People are minding their own business when a "huge cloud of gas and dust and ice" called "the rain" moves into the solar system. A secret organization, called NOAA, alone sees the threat, while others see it as an opportunity – "there's all these minerals and resources and we can make money here."
The grand story covers four games – for mobile, Mac, and PC. "G is gravity, F is force, E is energy," Skaggs said. "In each of the three games, that particular scientific force becomes a key component in how you play the game." So G deals with mapping "a gravity space," F is "a 3D pinball kind of game," and E resembles the game "missile command, where you have to defend the planet from falling rocks."
The series culminates in Arc, "a team-based sort of racing game, where you have to run this spaceship through an obstacle field and ferry cargo back and forth."

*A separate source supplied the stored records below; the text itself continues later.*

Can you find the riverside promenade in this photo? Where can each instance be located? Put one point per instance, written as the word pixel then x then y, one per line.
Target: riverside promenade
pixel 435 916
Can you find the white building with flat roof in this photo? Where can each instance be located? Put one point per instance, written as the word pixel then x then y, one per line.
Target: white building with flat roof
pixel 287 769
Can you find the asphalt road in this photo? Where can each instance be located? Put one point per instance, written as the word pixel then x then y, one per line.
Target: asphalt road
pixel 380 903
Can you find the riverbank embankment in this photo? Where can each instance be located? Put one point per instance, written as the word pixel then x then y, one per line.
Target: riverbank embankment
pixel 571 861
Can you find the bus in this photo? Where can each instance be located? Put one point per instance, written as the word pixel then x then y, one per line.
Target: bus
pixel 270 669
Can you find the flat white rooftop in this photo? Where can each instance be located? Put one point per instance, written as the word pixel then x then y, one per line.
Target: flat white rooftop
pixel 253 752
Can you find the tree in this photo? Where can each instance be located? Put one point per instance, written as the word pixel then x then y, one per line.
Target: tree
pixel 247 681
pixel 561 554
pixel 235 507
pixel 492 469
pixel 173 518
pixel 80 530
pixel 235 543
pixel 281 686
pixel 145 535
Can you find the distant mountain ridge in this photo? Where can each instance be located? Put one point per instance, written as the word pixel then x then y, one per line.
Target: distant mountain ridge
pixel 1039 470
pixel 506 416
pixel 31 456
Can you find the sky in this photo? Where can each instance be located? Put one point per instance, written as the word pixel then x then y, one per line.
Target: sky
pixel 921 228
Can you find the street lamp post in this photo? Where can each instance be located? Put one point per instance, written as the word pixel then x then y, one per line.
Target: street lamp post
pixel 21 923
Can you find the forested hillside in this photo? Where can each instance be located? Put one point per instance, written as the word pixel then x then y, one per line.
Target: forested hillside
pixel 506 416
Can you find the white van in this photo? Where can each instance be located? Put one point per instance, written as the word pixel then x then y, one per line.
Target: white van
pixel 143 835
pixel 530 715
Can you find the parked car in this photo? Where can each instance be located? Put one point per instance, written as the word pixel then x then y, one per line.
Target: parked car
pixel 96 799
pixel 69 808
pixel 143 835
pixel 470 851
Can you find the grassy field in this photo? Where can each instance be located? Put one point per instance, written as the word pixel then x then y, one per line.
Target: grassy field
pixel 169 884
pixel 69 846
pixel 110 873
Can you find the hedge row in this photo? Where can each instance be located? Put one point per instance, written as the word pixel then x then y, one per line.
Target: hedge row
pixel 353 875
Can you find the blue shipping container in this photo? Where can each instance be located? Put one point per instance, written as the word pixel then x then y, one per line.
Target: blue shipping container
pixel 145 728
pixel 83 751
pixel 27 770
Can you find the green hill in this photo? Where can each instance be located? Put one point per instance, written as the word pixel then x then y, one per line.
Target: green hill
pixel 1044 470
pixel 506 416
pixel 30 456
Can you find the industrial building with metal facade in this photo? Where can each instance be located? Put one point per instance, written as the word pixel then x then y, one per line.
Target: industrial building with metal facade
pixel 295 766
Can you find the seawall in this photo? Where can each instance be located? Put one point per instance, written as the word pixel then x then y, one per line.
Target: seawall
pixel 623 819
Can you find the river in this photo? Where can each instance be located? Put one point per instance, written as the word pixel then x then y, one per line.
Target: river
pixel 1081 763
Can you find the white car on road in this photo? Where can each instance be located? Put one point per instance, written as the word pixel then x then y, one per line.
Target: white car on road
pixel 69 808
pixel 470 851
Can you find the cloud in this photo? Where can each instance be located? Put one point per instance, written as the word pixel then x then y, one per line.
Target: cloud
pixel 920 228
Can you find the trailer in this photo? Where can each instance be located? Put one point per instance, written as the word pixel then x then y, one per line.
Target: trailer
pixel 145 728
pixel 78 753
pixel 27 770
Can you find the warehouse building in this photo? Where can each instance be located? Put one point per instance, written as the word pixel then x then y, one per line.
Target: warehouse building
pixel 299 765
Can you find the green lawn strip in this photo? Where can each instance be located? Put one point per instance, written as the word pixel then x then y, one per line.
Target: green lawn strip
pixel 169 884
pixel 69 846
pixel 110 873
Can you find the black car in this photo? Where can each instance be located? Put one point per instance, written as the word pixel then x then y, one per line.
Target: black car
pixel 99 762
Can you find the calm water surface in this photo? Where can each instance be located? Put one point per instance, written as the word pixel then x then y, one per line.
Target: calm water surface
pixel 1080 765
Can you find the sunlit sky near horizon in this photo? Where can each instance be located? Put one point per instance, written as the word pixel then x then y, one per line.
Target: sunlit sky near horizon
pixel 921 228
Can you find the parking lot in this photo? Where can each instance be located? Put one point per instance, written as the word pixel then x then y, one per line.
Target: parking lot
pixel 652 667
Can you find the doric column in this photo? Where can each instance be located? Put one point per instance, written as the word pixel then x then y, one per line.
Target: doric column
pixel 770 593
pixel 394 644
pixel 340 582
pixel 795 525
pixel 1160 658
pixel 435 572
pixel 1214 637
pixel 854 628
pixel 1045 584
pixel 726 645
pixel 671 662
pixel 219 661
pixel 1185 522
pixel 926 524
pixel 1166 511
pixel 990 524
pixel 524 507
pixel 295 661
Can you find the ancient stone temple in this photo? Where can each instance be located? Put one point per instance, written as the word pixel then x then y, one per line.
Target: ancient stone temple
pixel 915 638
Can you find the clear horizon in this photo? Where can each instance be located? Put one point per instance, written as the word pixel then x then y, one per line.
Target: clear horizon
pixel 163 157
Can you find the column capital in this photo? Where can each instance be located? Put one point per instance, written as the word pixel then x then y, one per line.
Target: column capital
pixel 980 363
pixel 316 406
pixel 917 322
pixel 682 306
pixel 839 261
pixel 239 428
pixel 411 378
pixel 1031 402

In games with a well-known story, like Redwall, designers walk a fine line. "If I get to play Matthias, for example, then I might accidentally make the wrong choice and … Redwall might fall to Cluny," Skaggs explained. "Or you have to force the player to make the decisions you want them to make and … that's no fun."
The solution? Play a secondary character. As a less important figure, "I may make the kind of choices in the game that lead to glory or honor, death or life – all those choices are still meaningful to me, even if they're not the choices that drive the major narrative."
"When you look at 'Heavy Rain,'" a mystery game about a missing child, "compared to say 'Mass Effect,' where you have to save the whole galaxy, the level of satisfaction that people get from either is the same – I won," Skaggs explained. "People want to get drawn up into stories that are bigger than themselves."
He contrasted Soma's style with some popular games like "The Elder Scrolls: Skyrim." "There's a lot of these open-world adventures, where you can decide" to be good or bad, "and they just sort of let you explore."
Skaggs lamented widespread separation of faith from the general culture. "There's this common wisdom … that you can either be a Christian doing Christian business or you can be a non-Christian doing non-Christian business and we can't mix the two," he said.
C.S. Lewis, however, proves them wrong. "Everyone understood that Lewis was a pure Christian, but then he had all this fantasy work and science fiction work that was totally accepted and totally enjoyed by the secular world too." Skaggs aims to follow in his footsteps.